BOGOTA • Some 113 million people across Latin America - or nearly one in five people - live in sprawling slums which are fuelling inequality and social exclusion, and they look likely to expand rapidly as government policies fail to tackle an explosion in informal housing, according to a study released yesterday.
"State policies on housing - even those enshrined in the region's Constitutions - have not been able to respond to the rise of urban populations," the study said.
Mass migration from rural to urban areas from the 1950s means 80 per cent of Latin America's population of around 600 million now live in cities - a higher number than in any other region in the world.
The study examined housing legislation and policy in 11 countries, including Latin America's largest economies - Brazil, Mexico, Chile, Colombia and Argentina. It found most countries had laws and Constitutions that recognised the right to adequate housing, but huge gaps remained in ensuring poor families got access to homes, housing credit and secure land-tenure rights.
Across the continent, poor neighbourhoods crammed with shacks built using bricks, scrap metal and wood, and often perched precariously on hillsides, are a common feature of the urban landscape.
"The housing market hasn't been able to cover the needs of marginalised populations in informal settlements, which has produced social exclusion and a segregation of the rich and poor," said Mr Luis Bonilla of Techo, a non-governmental organisation tackling poverty in slums, which commissioned the study.
Insecure land tenure and the lack of formal property deeds mean millions risk eviction from their homes both in slums and elsewhere to make way for development projects, the report said. "Forced eviction seems to be a daily reality for hundreds of communities in Latin America," it added.
The study was produced by lawyers from seven international legal firms, technology company Hewlett-Packard and Techo, and was facilitated by TrustLaw, the pro-bono service of the Thomson Reuters Foundation.

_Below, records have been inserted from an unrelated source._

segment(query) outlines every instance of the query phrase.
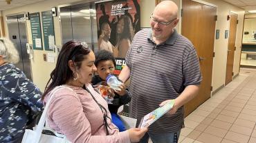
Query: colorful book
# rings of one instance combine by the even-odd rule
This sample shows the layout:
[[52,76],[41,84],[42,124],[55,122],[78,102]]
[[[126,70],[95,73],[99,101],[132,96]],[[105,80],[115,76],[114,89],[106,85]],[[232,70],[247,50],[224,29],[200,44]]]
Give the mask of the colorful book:
[[140,120],[139,128],[146,128],[169,111],[174,104],[174,100],[145,116]]

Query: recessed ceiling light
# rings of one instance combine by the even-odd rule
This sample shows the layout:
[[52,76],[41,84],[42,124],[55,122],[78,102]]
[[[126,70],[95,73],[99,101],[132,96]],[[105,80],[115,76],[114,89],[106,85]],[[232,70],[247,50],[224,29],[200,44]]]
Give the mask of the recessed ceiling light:
[[250,13],[256,13],[256,10],[248,10],[248,12]]

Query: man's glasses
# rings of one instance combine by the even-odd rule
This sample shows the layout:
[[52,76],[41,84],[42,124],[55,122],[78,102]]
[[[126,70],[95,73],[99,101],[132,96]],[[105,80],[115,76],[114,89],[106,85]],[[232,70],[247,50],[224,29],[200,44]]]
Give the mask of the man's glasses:
[[177,18],[174,18],[174,19],[172,19],[169,22],[163,22],[163,21],[158,21],[158,20],[156,20],[154,16],[153,16],[153,14],[151,14],[150,16],[150,19],[153,21],[153,22],[154,23],[158,23],[159,24],[161,24],[161,25],[168,25],[169,24],[172,23],[173,21],[174,21]]

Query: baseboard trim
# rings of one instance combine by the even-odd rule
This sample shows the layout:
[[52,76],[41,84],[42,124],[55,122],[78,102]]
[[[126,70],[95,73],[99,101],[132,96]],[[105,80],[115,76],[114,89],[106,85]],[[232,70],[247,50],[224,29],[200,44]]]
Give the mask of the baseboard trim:
[[224,84],[223,84],[221,86],[220,86],[219,88],[216,89],[216,90],[213,91],[212,92],[212,96],[214,95],[217,92],[218,92],[220,89],[221,89],[224,86]]
[[256,69],[256,66],[253,66],[253,65],[240,65],[240,67]]
[[239,75],[239,73],[237,73],[237,74],[235,74],[233,77],[233,79],[235,79],[235,78],[237,78],[238,76]]

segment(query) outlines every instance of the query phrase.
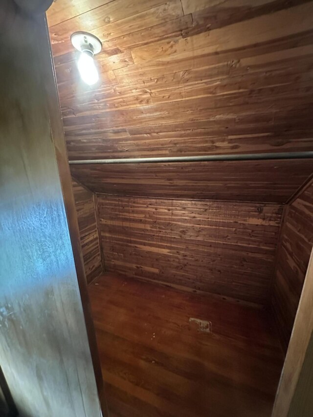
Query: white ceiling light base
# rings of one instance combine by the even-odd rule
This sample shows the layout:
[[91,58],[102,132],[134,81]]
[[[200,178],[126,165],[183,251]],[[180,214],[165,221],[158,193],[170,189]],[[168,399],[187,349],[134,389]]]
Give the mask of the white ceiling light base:
[[87,32],[75,32],[70,37],[73,46],[81,53],[77,61],[77,68],[83,81],[93,86],[99,80],[99,74],[93,61],[93,55],[102,48],[99,39]]
[[100,40],[87,32],[75,32],[70,37],[70,41],[74,47],[81,52],[89,51],[95,55],[102,49]]

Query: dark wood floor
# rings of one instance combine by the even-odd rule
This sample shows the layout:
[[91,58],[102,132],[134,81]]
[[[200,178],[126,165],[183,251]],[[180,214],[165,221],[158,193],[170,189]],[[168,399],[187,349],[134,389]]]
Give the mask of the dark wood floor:
[[89,292],[110,417],[269,417],[283,358],[264,311],[112,273]]

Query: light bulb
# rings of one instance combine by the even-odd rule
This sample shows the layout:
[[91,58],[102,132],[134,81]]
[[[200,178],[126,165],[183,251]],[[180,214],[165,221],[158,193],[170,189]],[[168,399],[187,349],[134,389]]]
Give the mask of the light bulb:
[[98,70],[90,52],[85,51],[81,53],[77,62],[77,67],[82,80],[89,86],[95,84],[99,80]]

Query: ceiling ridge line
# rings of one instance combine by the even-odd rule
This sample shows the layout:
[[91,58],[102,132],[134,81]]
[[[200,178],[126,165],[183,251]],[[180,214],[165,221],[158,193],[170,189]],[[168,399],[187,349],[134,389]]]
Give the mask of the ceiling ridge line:
[[188,156],[160,156],[151,158],[122,158],[101,159],[82,159],[69,161],[70,165],[92,164],[161,163],[216,161],[252,161],[270,159],[302,159],[313,158],[313,151],[276,152],[259,154],[230,154]]

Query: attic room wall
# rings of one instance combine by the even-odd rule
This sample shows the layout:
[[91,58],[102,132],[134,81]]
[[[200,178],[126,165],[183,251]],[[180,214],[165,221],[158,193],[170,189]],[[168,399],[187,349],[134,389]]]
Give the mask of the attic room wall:
[[313,245],[313,181],[287,206],[278,248],[272,305],[287,351]]
[[98,233],[96,207],[92,192],[72,177],[82,252],[87,283],[103,272],[102,253]]
[[98,195],[107,270],[264,305],[279,204]]

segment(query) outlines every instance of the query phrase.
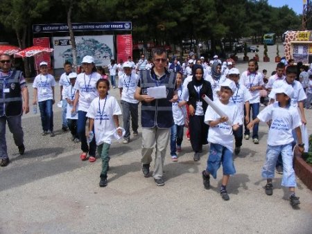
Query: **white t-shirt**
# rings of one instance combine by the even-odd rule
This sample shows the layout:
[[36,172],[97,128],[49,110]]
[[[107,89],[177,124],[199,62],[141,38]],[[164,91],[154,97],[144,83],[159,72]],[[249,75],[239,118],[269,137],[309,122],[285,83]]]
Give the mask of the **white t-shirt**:
[[112,64],[108,64],[107,68],[110,70],[110,75],[116,75],[116,70],[117,69],[116,64],[114,64],[112,66]]
[[[239,80],[240,84],[242,84],[246,87],[248,90],[254,86],[263,86],[263,79],[262,74],[259,72],[256,73],[249,73],[248,71],[245,71],[241,74],[241,79]],[[250,104],[260,102],[260,90],[250,91],[252,98],[250,100]]]
[[55,86],[55,80],[52,75],[39,74],[35,78],[33,87],[37,89],[38,102],[53,99],[52,87]]
[[77,76],[74,87],[79,91],[79,107],[76,109],[85,112],[88,111],[91,102],[98,96],[96,84],[101,78],[101,75],[96,72],[90,75],[80,73]]
[[239,109],[239,115],[243,120],[244,118],[244,106],[245,102],[249,101],[252,98],[250,92],[243,84],[238,84],[236,91],[229,98],[229,102],[236,105]]
[[139,101],[135,99],[135,92],[137,87],[139,76],[135,73],[130,75],[123,74],[118,80],[118,87],[122,88],[121,100],[129,103],[138,103]]
[[297,108],[291,105],[289,108],[281,108],[277,102],[263,109],[257,118],[263,122],[272,120],[268,135],[268,145],[291,143],[294,141],[293,129],[302,125]]
[[[233,124],[243,125],[242,119],[239,114],[239,109],[234,104],[229,102],[227,105],[224,105],[218,99],[214,100],[214,102],[223,112],[226,113],[229,120]],[[211,106],[208,106],[205,114],[205,123],[208,124],[209,121],[216,120],[220,117]],[[207,139],[210,143],[222,145],[233,152],[233,126],[230,126],[227,123],[224,122],[215,127],[210,127]]]
[[[291,104],[293,107],[298,107],[298,102],[302,101],[306,98],[306,95],[302,88],[302,84],[297,80],[295,80],[291,84],[288,84],[286,80],[277,80],[274,82],[272,89],[281,87],[282,85],[284,85],[284,84],[293,86],[295,93],[293,98],[291,100]],[[274,92],[270,92],[269,98],[275,100],[275,93]]]
[[179,107],[177,104],[183,100],[182,93],[183,91],[179,89],[177,91],[177,96],[179,99],[177,102],[172,103],[172,113],[173,116],[173,120],[175,121],[175,125],[184,125],[185,122],[185,116],[187,116],[187,107],[183,105],[182,107]]
[[117,100],[110,95],[107,95],[104,99],[96,98],[91,102],[87,117],[94,119],[94,134],[97,145],[103,143],[111,144],[116,128],[113,116],[121,114],[121,109]]
[[[71,100],[75,100],[76,90],[73,86],[68,86],[63,89],[62,95],[63,96],[63,99],[66,100],[69,98]],[[78,109],[78,105],[76,107]],[[78,113],[76,112],[74,116],[71,115],[71,110],[73,109],[73,105],[67,103],[66,109],[66,118],[70,118],[73,120],[78,119]]]

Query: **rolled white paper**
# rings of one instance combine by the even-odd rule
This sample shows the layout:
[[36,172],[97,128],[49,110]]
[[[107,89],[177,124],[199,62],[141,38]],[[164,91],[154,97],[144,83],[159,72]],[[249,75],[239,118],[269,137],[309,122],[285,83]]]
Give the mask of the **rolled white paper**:
[[[209,98],[208,98],[206,95],[202,95],[202,99],[205,100],[205,101],[211,107],[211,108],[220,116],[220,117],[224,117],[226,116],[228,118],[228,116],[225,114],[225,113],[223,112],[223,110],[221,110],[219,107],[218,107],[218,106]],[[230,126],[233,125],[233,123],[232,123],[232,121],[229,120],[229,118],[228,118],[227,121],[227,124]]]

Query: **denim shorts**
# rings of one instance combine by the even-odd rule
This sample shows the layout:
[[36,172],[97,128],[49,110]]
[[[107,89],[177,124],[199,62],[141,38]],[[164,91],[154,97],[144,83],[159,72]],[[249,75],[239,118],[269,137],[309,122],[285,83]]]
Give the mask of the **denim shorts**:
[[233,152],[226,147],[215,143],[210,143],[210,152],[207,161],[207,169],[214,179],[216,172],[221,165],[223,174],[229,175],[236,173],[233,161]]

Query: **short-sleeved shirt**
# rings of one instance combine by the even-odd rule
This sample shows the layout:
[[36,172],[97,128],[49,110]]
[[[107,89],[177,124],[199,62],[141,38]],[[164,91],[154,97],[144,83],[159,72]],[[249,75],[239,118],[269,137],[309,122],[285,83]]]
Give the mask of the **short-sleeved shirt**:
[[138,103],[139,101],[135,99],[135,89],[139,82],[139,76],[132,73],[130,75],[123,74],[119,77],[118,80],[118,87],[122,88],[121,100],[129,103]]
[[52,87],[55,86],[55,80],[52,75],[39,74],[35,78],[33,87],[37,90],[38,102],[53,100],[53,93]]
[[[259,72],[251,73],[248,71],[241,74],[239,82],[245,85],[248,90],[255,86],[264,85],[261,73]],[[252,96],[252,99],[249,100],[250,104],[260,102],[260,90],[251,91],[250,94]]]
[[293,129],[302,125],[297,108],[291,105],[282,108],[278,102],[269,105],[257,117],[263,122],[272,120],[268,135],[268,145],[291,143],[294,141]]
[[94,133],[96,145],[111,144],[116,127],[113,116],[121,114],[116,98],[107,95],[106,98],[95,98],[90,105],[87,117],[94,119]]
[[79,106],[76,109],[85,112],[88,111],[91,102],[98,96],[96,84],[101,78],[101,75],[96,72],[89,75],[83,73],[77,76],[74,87],[79,91]]

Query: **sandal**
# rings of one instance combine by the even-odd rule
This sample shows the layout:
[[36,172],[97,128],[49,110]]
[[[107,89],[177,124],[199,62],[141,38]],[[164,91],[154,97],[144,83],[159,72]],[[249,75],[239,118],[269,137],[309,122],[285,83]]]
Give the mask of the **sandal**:
[[87,154],[88,153],[86,153],[86,152],[83,152],[83,153],[82,153],[81,154],[80,154],[80,159],[82,160],[82,161],[86,161],[87,160]]
[[90,156],[89,157],[89,161],[90,162],[90,163],[94,163],[94,162],[95,162],[96,161],[96,157],[94,157],[93,156]]

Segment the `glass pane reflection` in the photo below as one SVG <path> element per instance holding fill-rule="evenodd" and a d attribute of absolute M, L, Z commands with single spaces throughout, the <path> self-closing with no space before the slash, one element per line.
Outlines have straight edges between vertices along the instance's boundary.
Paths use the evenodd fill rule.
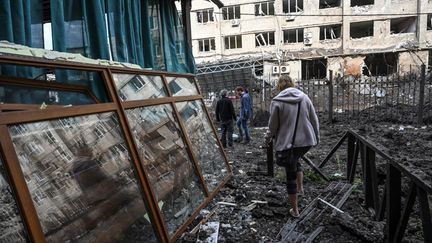
<path fill-rule="evenodd" d="M 134 74 L 113 74 L 120 99 L 145 100 L 166 97 L 165 87 L 160 76 Z"/>
<path fill-rule="evenodd" d="M 168 231 L 174 233 L 204 200 L 171 105 L 126 111 Z"/>
<path fill-rule="evenodd" d="M 0 242 L 26 242 L 27 232 L 7 179 L 0 158 Z"/>
<path fill-rule="evenodd" d="M 228 175 L 228 168 L 201 101 L 176 104 L 186 126 L 209 191 Z"/>
<path fill-rule="evenodd" d="M 198 95 L 193 79 L 180 77 L 167 77 L 166 79 L 173 96 Z"/>
<path fill-rule="evenodd" d="M 9 127 L 49 242 L 156 241 L 116 114 Z"/>

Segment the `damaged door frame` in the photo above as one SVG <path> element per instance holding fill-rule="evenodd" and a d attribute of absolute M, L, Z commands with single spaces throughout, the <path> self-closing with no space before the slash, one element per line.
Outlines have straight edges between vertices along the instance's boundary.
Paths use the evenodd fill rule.
<path fill-rule="evenodd" d="M 2 108 L 0 107 L 0 156 L 4 162 L 6 168 L 6 174 L 10 179 L 10 184 L 15 195 L 16 202 L 19 207 L 20 216 L 22 217 L 24 224 L 27 229 L 28 236 L 33 242 L 46 242 L 45 235 L 42 231 L 42 226 L 40 224 L 39 217 L 36 213 L 36 208 L 34 206 L 30 191 L 28 189 L 27 183 L 24 179 L 24 174 L 21 169 L 18 156 L 16 154 L 15 148 L 12 143 L 12 139 L 8 130 L 8 125 L 23 123 L 23 122 L 38 122 L 46 121 L 56 118 L 65 118 L 78 115 L 91 115 L 102 112 L 113 112 L 119 118 L 120 131 L 124 134 L 125 143 L 127 144 L 128 151 L 131 155 L 131 166 L 135 170 L 138 186 L 142 192 L 142 198 L 144 204 L 147 206 L 147 212 L 150 216 L 151 222 L 154 225 L 154 231 L 158 239 L 162 242 L 174 242 L 180 235 L 185 231 L 187 226 L 194 220 L 194 218 L 199 214 L 200 210 L 206 207 L 219 190 L 229 181 L 232 177 L 232 170 L 228 163 L 227 156 L 223 150 L 222 143 L 217 135 L 216 128 L 211 122 L 210 115 L 207 108 L 204 105 L 204 99 L 202 97 L 202 92 L 198 87 L 197 79 L 195 75 L 191 74 L 179 74 L 179 73 L 168 73 L 163 71 L 148 71 L 140 70 L 126 67 L 112 67 L 112 66 L 102 66 L 94 64 L 82 64 L 64 61 L 51 61 L 44 59 L 34 59 L 28 57 L 16 57 L 16 56 L 0 56 L 0 64 L 13 64 L 13 65 L 24 65 L 33 67 L 45 67 L 45 68 L 59 68 L 59 69 L 74 69 L 80 71 L 93 71 L 101 74 L 101 78 L 104 81 L 105 88 L 107 90 L 109 102 L 108 103 L 97 103 L 90 105 L 79 105 L 72 107 L 64 106 L 51 106 L 48 105 L 49 109 L 38 109 L 38 105 L 25 105 L 25 104 L 13 104 L 13 108 Z M 135 75 L 153 75 L 162 77 L 163 85 L 168 92 L 168 96 L 164 98 L 157 99 L 147 99 L 147 100 L 134 100 L 134 101 L 121 101 L 117 89 L 115 88 L 115 83 L 112 74 L 113 73 L 127 73 Z M 198 94 L 192 96 L 172 96 L 169 89 L 166 76 L 170 77 L 183 77 L 193 79 L 194 86 L 196 87 Z M 8 79 L 11 84 L 14 83 L 15 79 Z M 30 84 L 24 82 L 23 80 L 16 79 L 17 84 Z M 54 85 L 54 87 L 57 87 Z M 61 88 L 66 91 L 81 91 L 90 92 L 89 90 L 83 90 L 81 87 L 69 86 L 69 85 L 59 85 L 57 88 Z M 210 123 L 212 131 L 215 138 L 217 139 L 217 144 L 219 146 L 219 151 L 225 160 L 226 167 L 228 169 L 228 175 L 219 183 L 219 185 L 212 191 L 209 192 L 207 184 L 204 181 L 203 175 L 199 168 L 201 168 L 200 163 L 192 150 L 192 142 L 187 135 L 186 127 L 180 117 L 180 114 L 175 106 L 176 102 L 184 101 L 197 101 L 200 102 L 204 109 L 205 115 Z M 205 198 L 203 202 L 196 208 L 191 216 L 175 231 L 170 234 L 168 233 L 167 226 L 165 224 L 164 218 L 161 211 L 158 208 L 156 194 L 151 187 L 150 180 L 147 176 L 146 168 L 141 163 L 139 157 L 139 150 L 133 138 L 133 133 L 131 126 L 126 117 L 125 109 L 146 107 L 153 105 L 168 104 L 173 108 L 175 119 L 179 124 L 181 130 L 181 137 L 183 141 L 188 145 L 187 152 L 190 157 L 191 162 L 194 165 L 195 173 L 199 176 L 199 182 L 204 189 Z M 2 106 L 8 106 L 8 104 L 2 104 Z M 1 112 L 1 110 L 20 110 L 19 112 Z"/>

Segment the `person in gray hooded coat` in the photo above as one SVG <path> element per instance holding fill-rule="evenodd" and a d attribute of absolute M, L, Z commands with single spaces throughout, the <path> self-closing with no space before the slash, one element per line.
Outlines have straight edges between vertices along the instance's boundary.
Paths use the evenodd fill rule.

The global challenge to provide adequate housing is highlighted in the United Nations new Sustainable Development Goals, which will replace the Millennium Development Goals this year. One of the goals is to "upgrade slums" and ensure everyone has access to adequate, safe and affordable housing with basic services such as water.
About 50 million new homes are needed to address the region's housing shortage, according to the United Nations.